В любом случае, решил он, нужно позвонить в Москву и Ленинград и узнать, что возможно, у Грудастова и Потолицына. И надо выяснить заодно их отношение к открывающейся выставке Купреева.
Ветлугин вернулся на корпункт. С Москвой года два действовала автоматическая телефонная связь, и потому уже через полчаса Ветлугин набирал рабочий номер Грудастова. Николай Иванович оказался на месте. Он очень удивился звонку из Лондона, но еще больше тому, что в Лондоне устраивается персональная выставка Купреева.
— Очень странная история, — взволнованно говорил Грудастов. — Никакого самоубийства Алексей Купреев не совершал! Какая чушь! Он умер неожиданно, это точно. Да, это действительно было осенью семьдесят третьего года. Правда, обстоятельства его смерти выглядели загадочными. Нет, умер он естественной смертью — сердечный приступ. Но из его квартиры исчезли почти все картины…
Николай Иванович рассказал, что было возбуждено уголовное дело, но следствие никаких результатов не дало. Ни о какой Антонине, а тем более англичанине он ничего не слышал. Он пообещал обязательно, не откладывая, связаться с Потолицыным, который в это время был в Крыму, и узнать дополнительные сведения, связанные со всей этой странной историей.
Ветлугин настойчиво спрашивал:
— А может быть, Купреев все-таки продал свои картины?
— Исключено! — убежденно ответил Грудастов. — Вы говорите, портрет девушки тоже в Лондоне? Но это же подтверждение того, что не продавал. Купреев очень им дорожил. Он, кажется, был в нее влюблен. Да постойте: он же с этим портретом выставлялся! Мы в последний момент допустили его на выставку. Нет, никак не мог он его продать! Однако как картины попали в Лондон — это действительно вопрос!

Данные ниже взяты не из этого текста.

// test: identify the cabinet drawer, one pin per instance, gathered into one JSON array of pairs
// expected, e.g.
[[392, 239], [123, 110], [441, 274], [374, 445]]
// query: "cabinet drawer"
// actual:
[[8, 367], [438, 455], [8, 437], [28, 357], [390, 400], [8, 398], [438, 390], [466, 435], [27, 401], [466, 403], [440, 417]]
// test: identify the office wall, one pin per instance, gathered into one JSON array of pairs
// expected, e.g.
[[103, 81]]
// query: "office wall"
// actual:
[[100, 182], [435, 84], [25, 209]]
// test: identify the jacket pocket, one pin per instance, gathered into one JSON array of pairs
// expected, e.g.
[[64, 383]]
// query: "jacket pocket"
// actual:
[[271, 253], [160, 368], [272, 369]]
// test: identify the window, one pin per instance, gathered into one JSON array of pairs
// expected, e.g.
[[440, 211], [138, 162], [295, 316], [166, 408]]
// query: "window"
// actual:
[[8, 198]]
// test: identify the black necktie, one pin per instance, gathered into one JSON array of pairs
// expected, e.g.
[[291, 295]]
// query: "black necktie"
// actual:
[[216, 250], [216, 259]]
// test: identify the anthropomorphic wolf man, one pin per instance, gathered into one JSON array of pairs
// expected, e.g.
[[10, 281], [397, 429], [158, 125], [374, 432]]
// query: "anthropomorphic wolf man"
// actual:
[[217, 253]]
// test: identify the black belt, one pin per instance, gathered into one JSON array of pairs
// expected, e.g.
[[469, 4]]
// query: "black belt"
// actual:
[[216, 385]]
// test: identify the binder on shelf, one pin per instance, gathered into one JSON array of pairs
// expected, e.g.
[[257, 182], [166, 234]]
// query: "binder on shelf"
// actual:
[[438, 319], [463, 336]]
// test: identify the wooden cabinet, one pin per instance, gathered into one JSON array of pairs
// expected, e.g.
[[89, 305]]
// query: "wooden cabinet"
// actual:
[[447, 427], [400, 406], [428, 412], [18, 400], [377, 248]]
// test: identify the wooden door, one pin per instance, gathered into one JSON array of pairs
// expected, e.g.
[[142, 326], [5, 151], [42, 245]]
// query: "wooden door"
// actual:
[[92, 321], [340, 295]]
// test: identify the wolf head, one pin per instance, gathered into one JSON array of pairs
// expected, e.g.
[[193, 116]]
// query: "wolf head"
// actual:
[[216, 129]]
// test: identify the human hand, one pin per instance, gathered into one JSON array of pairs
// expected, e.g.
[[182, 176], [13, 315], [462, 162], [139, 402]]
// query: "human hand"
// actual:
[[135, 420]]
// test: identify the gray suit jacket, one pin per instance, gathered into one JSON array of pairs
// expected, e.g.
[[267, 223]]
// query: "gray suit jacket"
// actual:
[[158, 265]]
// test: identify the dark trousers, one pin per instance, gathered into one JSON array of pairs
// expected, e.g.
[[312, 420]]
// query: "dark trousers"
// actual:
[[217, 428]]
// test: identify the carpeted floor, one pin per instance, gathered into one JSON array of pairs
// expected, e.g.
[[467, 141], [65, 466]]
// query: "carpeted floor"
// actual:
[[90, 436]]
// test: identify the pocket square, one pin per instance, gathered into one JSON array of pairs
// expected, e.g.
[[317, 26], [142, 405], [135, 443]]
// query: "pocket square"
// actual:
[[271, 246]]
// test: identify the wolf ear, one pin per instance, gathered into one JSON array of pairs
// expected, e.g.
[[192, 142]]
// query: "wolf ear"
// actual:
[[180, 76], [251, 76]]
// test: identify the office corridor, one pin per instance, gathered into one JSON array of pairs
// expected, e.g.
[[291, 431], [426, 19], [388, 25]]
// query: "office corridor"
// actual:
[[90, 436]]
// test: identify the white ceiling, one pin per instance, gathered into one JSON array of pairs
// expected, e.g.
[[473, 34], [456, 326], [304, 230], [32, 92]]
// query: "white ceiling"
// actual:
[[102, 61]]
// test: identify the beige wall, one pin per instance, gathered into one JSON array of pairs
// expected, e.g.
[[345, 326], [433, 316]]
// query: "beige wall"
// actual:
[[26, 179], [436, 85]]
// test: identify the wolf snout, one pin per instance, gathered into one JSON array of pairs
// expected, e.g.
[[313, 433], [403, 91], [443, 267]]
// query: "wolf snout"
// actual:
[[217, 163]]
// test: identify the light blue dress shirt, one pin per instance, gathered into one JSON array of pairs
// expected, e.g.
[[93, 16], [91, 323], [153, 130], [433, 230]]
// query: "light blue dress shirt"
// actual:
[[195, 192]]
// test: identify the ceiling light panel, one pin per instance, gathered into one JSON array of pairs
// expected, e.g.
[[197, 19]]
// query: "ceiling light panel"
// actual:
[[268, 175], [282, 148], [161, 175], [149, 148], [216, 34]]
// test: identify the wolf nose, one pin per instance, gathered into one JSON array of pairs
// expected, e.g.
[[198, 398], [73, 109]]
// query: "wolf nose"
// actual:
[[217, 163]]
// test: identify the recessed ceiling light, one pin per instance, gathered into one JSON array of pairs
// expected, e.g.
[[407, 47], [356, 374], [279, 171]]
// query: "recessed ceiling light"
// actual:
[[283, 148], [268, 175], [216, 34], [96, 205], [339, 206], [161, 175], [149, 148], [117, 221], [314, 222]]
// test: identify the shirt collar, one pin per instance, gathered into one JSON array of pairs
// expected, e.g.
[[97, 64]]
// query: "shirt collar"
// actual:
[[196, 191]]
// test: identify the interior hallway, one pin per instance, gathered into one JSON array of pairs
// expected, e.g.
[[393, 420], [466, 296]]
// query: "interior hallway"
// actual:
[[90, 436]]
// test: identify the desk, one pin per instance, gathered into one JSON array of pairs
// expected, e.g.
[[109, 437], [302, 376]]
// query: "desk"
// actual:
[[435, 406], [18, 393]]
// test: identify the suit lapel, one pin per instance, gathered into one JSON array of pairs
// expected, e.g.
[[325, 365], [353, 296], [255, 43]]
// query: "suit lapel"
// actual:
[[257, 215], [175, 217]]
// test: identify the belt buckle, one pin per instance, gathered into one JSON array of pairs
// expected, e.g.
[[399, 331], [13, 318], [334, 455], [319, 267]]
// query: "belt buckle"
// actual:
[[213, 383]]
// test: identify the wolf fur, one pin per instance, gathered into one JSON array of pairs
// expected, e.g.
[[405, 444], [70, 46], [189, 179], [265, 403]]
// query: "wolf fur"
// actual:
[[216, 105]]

— Это очень серьезный вопрос, Николай Иванович.
— Я хорошо понимаю вас! Но дайте мне посоветоваться, дайте мне связаться с Потолицыным. Ваш звонок настолько неожидан, что я не могу собраться с мыслями. В общем, дайте мне несколько дней, чтобы навести справки. — Он помолчал, продолжал, тяжело вздохнув: — А Купреев был талантливым художником, хотя и ненужно усложнял… кое-что. Но как бы там ни было, мне было очень горько узнать о его неожиданной смерти. Да-а… А тут — выставка в Лондоне. Странно! Странно все это! Я с вами обязательно свяжусь, Виктор Андреевич…
«Вот так история! — взволнованно думал Ветлугин, расхаживая по комнате. — А ты было засомневался», — сказал себе.
Итак, почему мистер Стивенс выжидал пять лет? Неужели он скупил похищенные картины? Похоже, так! Но где доказательства? Если не будет доказательств, рассуждал Ветлугин, то выставка состоится, а картины Купреева, судя по всему, будут раскуплены, и тогда вся эта история завершится ничем. Но если даже удастся доказать, что картины краденые, однако после закрытия выставки, то все равно делу не поможешь. Но разве в оставшийся короткий срок возможно доказать кражу пятилетней давности? Что же тогда делать? Но все равно что-то надо делать, убеждал себя.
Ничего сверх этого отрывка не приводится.